Face C is carved with a solitary warrior riding a horse cantering towards the left. The rider is bearded and has curly hair, and he is armed with a sword and spear. The sword scabbard has a D-shaped chap or protective terminal. He is sitting on a striped saddle-cloth which appears to show a slipper-stirrup in which his left foot is braced, but it may simply be a shoe.

Date: ninth century.

References: ECMS pt 3, 296-7; RCAHMS 1994, 98; Fraser 2008, no 189.2.
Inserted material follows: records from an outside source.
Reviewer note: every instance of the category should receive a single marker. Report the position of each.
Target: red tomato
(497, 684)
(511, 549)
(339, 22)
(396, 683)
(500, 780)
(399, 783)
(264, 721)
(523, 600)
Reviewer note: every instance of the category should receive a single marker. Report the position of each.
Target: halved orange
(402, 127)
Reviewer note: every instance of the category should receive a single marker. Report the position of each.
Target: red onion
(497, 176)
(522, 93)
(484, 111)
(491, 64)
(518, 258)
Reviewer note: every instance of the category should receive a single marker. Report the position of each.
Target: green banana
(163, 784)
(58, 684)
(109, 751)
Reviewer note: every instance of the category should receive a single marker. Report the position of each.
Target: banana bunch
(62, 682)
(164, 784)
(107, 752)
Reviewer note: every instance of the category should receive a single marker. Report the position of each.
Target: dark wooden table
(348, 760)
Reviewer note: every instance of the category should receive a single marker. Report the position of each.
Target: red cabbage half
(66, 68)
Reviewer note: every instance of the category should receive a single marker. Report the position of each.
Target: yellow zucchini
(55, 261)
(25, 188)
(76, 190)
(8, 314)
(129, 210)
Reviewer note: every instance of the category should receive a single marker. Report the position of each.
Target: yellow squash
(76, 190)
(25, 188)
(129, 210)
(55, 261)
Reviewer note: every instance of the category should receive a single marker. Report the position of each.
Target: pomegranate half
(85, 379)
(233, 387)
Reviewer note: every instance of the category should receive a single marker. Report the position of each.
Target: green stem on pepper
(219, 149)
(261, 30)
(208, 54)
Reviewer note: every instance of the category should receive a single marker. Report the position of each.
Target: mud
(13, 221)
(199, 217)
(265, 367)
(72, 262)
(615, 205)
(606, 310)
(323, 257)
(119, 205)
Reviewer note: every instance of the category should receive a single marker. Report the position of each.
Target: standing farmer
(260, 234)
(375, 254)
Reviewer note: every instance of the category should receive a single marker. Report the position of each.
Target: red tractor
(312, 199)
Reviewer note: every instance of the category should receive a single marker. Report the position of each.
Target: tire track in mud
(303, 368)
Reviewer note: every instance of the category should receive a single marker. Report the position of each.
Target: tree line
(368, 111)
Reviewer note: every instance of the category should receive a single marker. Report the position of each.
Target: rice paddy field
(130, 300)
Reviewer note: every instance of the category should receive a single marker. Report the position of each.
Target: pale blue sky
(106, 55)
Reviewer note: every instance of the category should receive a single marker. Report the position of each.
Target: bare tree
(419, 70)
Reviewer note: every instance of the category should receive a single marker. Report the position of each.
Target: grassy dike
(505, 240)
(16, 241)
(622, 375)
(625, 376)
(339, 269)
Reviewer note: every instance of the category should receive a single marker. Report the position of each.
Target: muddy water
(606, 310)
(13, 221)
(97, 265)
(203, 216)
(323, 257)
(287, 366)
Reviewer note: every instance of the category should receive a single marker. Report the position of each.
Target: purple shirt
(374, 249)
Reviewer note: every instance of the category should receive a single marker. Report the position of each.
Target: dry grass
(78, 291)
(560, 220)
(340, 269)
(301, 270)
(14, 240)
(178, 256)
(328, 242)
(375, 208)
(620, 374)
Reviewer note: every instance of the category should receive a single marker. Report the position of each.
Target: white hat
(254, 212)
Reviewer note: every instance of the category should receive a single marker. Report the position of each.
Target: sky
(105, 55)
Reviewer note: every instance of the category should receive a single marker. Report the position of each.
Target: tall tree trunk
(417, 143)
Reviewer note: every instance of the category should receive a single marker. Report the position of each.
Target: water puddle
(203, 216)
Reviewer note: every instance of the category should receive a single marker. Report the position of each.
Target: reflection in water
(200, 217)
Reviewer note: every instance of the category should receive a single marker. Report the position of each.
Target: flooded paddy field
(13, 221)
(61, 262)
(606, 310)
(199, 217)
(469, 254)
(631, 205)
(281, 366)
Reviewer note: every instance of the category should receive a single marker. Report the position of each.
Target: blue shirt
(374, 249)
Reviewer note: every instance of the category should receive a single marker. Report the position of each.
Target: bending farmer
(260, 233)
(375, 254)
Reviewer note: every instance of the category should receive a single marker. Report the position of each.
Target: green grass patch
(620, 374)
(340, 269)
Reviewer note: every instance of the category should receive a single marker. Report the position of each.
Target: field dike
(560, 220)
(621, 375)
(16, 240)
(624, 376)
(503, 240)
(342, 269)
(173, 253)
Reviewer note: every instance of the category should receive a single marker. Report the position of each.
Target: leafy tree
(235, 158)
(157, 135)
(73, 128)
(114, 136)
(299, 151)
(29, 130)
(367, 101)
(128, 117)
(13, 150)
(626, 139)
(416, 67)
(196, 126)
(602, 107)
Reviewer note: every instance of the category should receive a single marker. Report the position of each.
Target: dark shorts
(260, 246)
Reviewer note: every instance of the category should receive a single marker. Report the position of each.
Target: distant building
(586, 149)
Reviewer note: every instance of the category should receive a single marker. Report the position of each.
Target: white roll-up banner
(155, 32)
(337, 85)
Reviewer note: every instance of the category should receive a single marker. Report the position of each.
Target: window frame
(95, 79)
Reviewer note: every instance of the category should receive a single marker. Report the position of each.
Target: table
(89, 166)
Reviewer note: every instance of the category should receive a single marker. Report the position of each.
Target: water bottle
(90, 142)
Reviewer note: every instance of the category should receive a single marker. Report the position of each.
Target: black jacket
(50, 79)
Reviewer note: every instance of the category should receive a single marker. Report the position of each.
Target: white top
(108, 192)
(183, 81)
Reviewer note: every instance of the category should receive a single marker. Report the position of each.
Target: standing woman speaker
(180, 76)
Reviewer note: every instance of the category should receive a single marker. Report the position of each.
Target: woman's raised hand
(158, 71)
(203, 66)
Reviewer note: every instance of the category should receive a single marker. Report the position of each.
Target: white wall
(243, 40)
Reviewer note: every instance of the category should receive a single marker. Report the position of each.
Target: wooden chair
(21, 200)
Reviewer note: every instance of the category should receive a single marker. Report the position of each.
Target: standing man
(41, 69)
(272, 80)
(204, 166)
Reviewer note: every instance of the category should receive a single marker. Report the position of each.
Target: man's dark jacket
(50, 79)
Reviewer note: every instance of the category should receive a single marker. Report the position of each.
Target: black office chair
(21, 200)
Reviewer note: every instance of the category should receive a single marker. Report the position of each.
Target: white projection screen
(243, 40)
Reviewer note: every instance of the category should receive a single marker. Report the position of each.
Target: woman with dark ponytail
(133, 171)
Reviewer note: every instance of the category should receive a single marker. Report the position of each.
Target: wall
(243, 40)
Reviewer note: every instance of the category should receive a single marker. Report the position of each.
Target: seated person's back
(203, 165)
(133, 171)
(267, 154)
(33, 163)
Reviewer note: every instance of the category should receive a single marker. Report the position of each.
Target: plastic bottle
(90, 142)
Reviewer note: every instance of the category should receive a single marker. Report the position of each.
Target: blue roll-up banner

Desk-based information compiled by A Ritchie 2018

Archaeology Notes (1990)

NO24SE 25.03 2872 4459.

The upper part of a gabled cross-slab was formerly built into the wall of the old parish church (NO24SE 33.00), and the lower part of the stone has been re-shaped on two occasions; the slab now measures 0.41m in height, 0.33m in width and 0.07m in thickness. The cross has rounded armpits and is decorated with key-pattern around a central triple spiral; to the left of the shaft there is a fragmentary double-disc symbol. On the back there is a bearded horseman with a spear, a sword in a scabbard with a chape, and a pointed shoe; his saddle-cloth bears

a striped pattern.

Chalmers, followed by Stuart, illustrated a tenon at the base of the fragment, as though the stone had been refashioned in antiquity in order to fit into a socketed recumbent slab, but the tenon no longer survives, and this feature is thus shown within dashed lines on the accompanying figure.

Information from RCAHMS (JNGR) 1990

P Chalmers 1848; J Stuart 1856.

Activities

Publication Account (1964)

No. 3 Upper part of upright cross-slab; decorated on the left of the shaft the top of the double-disc symbol: on the other side, a horseman wearing pointed shoes, armed with spear and sword. Note reins, bridle and saddle-cloth.